Many of the places our nostalgia leads us to never existed. But for anyone over 45, children's radio is something to be justly sentimental about. In 1953 the audience for Children's Hour, the BBC's flagship children's programme, touched a million. Or 50 times the mere 20,000 that the BBC says now listen to Radio 5's evening story aimed at 8- to 11-year-olds.
Children's Hour was for more than 40 years one of the BBC's great institutions - to the pre-television generation an irresistible mixture of plays, music, adventure, quizzes, nature study and much more. First broadcast in 1922, only a few weeks after the BBC was born, its most celebrated host was Derek McCulloch, who as the benevolent and adored Uncle Mac passed into broadcasting legend with his daily wartime farewell, 'Goodnight children, everywhere'.
High points in the life of Children's Hour were the dramatisation of Dorothy L Sayers' The Man Born To Be King, and the appearance on the programme in 1940 of the 14-year-old Princess Elizabeth.
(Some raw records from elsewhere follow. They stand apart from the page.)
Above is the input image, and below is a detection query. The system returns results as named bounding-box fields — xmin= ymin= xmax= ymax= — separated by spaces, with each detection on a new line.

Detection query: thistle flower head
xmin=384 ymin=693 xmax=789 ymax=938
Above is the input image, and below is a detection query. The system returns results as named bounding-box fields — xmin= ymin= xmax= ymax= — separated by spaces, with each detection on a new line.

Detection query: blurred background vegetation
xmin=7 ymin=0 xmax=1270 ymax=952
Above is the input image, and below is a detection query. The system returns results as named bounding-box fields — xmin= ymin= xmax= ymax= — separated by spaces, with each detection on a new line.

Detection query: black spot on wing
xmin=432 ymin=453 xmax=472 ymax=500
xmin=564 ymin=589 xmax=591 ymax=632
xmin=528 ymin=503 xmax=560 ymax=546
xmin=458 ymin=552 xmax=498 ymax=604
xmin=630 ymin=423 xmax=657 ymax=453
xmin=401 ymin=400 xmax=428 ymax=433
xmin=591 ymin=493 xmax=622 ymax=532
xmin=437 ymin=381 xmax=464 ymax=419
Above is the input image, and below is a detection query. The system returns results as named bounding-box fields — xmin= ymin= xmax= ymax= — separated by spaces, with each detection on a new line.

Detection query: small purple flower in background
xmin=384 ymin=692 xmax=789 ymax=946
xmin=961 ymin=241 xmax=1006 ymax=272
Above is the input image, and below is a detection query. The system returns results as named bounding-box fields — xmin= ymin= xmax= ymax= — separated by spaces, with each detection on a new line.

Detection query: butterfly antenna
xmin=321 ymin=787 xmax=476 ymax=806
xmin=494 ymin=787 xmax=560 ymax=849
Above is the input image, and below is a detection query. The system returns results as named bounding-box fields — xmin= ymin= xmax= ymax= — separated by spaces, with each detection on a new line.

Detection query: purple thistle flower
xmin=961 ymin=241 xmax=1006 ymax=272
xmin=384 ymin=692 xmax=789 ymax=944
It also helped launch many other talents, among them Judith Chalmers, Michael Aspel, Brian Redhead and Julie Andrews.
Equally successful was Listen with Mother, with its own immortal catchphrase: 'Are you sitting comfortably? Then I'll begin.' A million under-fives and their mothers - father was at the office - tuned into it in the 1950s, when it occupied the 15 minutes leading up to Woman's Hour at 2pm. At which point, of course, the children obligingly went to sleep.
Children's radio is something people do get misty-eyed about, assuming that the instant gratification provided by television and video must be less desirable than the hard-won pleasures of pure listening.
There is indeed an irony to the disquiet that followed last week's changes, and it is not lost on the veteran broadcaster Frank Gillard. As the Director of Sound Broadcasting in 1964, Gillard, now 85, oversaw the scrapping of Children's Hour, its audience having plummeted to 25,000. In an attempt to halt the decline, the title Children's Hour had been dropped in 1961. Junior Time was tried, and then For the Young. But it soon became clear that it wasn't really for anybody at all.
'Children's Hour had been long established from the time when radio had a monopoly,' Gillard says. 'But by 1964 almost every home had a television, and where children had a choice between picture or sound they plumped for picture every time. It's exactly the same today.'
Gillard's solution was to retain on the Home Service (today's Radio 4) half an hour of drama aimed at children, and on the Light Programme (today's Radio 2) to introduce half an hour of records, which in the age of the Beatles and Cliff Richard was increasingly what children wanted to hear. But there was an outcry, and Gillard had to defend his proposals in the House of Commons.
'The fact is that Children's Hour had become very middle- class, and the audience was by no means all children,' he says. 'It was enjoyed as much by elderly ladies. I think it was proabably a reminder of their youth. It was, you might say, lavender-flavoured.'
Should we then set such store by the virtues of radio listening, atleast as far as the young are concerned? 'If you're dealing with abstract thoughts then I think pictures can distract you,' Gillard says. 'But I'm not sure it matters exactly how people discover radio. Music is what is going to attract people. That doesn't dismay me. So long as they are drawn to it in the first place, they'll be in a position to discover more when they are older.' So perhaps we shouldn't be sitting too uncomfortably.